Stecklinge von Pelargonien

Die halten Geranien jung   

Pelargonien, verbreitet Geranien genannt, sind nach wie vor Balkonblumen Nummer eins. Da es erwiesen ist, dass jüngere Exemplare insgesamt besser gedeihen als ältere, gedrungener wachsen, gewöhnlich gut durch den Winter kommen, empfiehlt es sich, immer wieder Nachwuchs zu ziehen, zumal Jungpflanzen schöner als zwei- oder dreijährige Exemplare blühen. Die gängigste und erfolgreichste Weise der Nachzucht ist Vermehrung mithilfe von Stecklingen. Die beste Zeit für den Stecklingsschnitt ist im Juli und in erster Augusthälfte. Als Mutterpflanzen für Stecklingsentnahme empfehlen sich gesunde, gut genährte, jedoch nicht überdüngte Pelargonien.   

Als Stecklinge dienen die Enden von Trieben, so genannte Kopfstecklinge. Man schneidet mit scharfem Messer gut fingerlang wenige Millimeter jeweils unter einem Blattknoten, nie über einem solchen. Blattknoten nennt man die Stellen, wo Blätter am Stiel ansetzen. Die den untersten Blattknoten ansetzenden Blätter des Stecklings, meist eins oder zwei, werden entfernt, entweder mitsamt Blattstiel abgebrochen oder bis auf einen kleinen Stielrest weggeschnitten. Reicht die Zahl von Triebstecklingen nicht, findet sich bei Bodentrieben weiteres Material. Man reißt solche Triebe aus der Erde – Pflanze dabei festhalten –und schneidet dann etwas nach. Unbedingt nötig ist das allerdings nicht, weil sich nicht nachgeschnittene Bodenstecklinge ebenso gut bewurzeln wie andere. Die fertigen Stecklinge trocknen an einem kühlen, schattigen Platz leicht nach, damit sich die Wunden schließen und nach dem Stecken ins Substrat schnell Wundgewebe, genannt Kallus, bildet.  

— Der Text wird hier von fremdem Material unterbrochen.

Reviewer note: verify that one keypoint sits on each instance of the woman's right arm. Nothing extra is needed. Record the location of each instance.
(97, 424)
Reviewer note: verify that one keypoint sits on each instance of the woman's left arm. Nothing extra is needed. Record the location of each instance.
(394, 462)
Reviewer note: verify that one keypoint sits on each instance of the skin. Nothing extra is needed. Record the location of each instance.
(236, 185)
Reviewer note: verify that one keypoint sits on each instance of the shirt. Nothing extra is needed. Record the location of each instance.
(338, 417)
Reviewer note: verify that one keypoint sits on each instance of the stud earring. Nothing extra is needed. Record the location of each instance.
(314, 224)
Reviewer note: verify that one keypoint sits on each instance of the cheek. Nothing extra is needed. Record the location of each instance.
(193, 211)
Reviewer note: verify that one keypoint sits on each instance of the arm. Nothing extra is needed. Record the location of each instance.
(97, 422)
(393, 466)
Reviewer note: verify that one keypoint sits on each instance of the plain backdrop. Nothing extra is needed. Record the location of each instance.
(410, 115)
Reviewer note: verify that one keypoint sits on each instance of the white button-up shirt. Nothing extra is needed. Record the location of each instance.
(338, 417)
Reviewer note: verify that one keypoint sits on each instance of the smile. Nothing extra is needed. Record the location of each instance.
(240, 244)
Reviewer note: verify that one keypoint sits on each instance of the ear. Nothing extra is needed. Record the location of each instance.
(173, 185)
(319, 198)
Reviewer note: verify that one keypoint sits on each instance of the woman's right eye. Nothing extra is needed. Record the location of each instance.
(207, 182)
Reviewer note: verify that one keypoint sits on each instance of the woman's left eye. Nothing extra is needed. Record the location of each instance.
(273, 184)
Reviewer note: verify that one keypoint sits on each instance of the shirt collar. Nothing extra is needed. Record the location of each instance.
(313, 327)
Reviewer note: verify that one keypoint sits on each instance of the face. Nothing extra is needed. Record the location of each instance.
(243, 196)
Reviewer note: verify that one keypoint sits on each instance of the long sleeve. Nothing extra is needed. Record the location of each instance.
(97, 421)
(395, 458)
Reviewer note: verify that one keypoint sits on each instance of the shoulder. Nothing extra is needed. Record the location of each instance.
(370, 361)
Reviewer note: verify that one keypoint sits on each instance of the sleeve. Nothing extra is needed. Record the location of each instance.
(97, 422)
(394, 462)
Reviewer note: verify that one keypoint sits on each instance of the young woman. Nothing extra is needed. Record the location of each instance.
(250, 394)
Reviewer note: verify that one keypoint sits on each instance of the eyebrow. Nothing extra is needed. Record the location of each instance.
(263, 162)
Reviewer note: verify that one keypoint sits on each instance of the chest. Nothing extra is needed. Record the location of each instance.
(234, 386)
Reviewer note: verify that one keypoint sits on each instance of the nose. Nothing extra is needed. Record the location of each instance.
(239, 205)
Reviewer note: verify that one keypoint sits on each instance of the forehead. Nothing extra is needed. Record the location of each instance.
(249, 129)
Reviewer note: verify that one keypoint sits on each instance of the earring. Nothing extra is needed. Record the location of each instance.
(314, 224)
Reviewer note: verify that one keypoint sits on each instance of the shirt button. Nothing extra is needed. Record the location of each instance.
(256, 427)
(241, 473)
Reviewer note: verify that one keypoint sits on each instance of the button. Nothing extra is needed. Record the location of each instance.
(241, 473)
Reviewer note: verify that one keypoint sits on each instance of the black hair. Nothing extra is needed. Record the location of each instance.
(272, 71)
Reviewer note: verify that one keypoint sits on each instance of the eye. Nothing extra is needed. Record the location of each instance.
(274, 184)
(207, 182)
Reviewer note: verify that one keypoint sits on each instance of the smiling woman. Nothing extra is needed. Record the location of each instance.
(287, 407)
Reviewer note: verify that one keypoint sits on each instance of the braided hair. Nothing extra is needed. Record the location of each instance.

Jetzt geht es um einen möglichst günstigen Raum, wo die Stecklinge gern Wurzeln bilden. Das wäre zweifellos ein Kleingewächshaus mit ausreichend Wärme, Helligkeit und Luftfeuchtigkeit. Auch ein hell aufgestelltes, etwas größeres, thermostatisch gesteuertes Vermehrungsbeet mit Abdeckhaube eignet sich gut. Außerdem braucht man kleine Anzuchttöpfe und Anzuchtsubstrat oder Stecklingsgemisch aus halb ungedüngtem Torf plus Flusssand. Man setzt, je nach Größe der Töpfe, je Topf einen Steckling, zwei oder drei. Einmal angießen. Für hohe Luftfeuchtigkeit sorgt eine Abdeckhaube oder man überspannt mit Folie. Es sei hell, doch nicht sonnig, und 20–22 Grad warm, damit die Wurzelbildung in Gang kommt. Nach etwa 3 Wochen sollten schon einige Wurzeln gewachsen sein. Haben die Stecklinge den Topfinhalt durchwurzelt, wird in größere Töpfe und nähstoffreicheres Substrat umgetopft, weiter bei Wachstum gehalten, jedoch deutlich kühler. Die Stecklinge überwintern in den Töpfen hell und kühl bei zunächst 10–15 Grad, später 5–10 Grad, sind regelmäßig zu gießen. Im Februar/März kann man schon in Blumenkästen und dauergedüngtes Substrat umsetzen und wärmer stellen, damit die Pflanzen bereits im April zu blühen anfangen.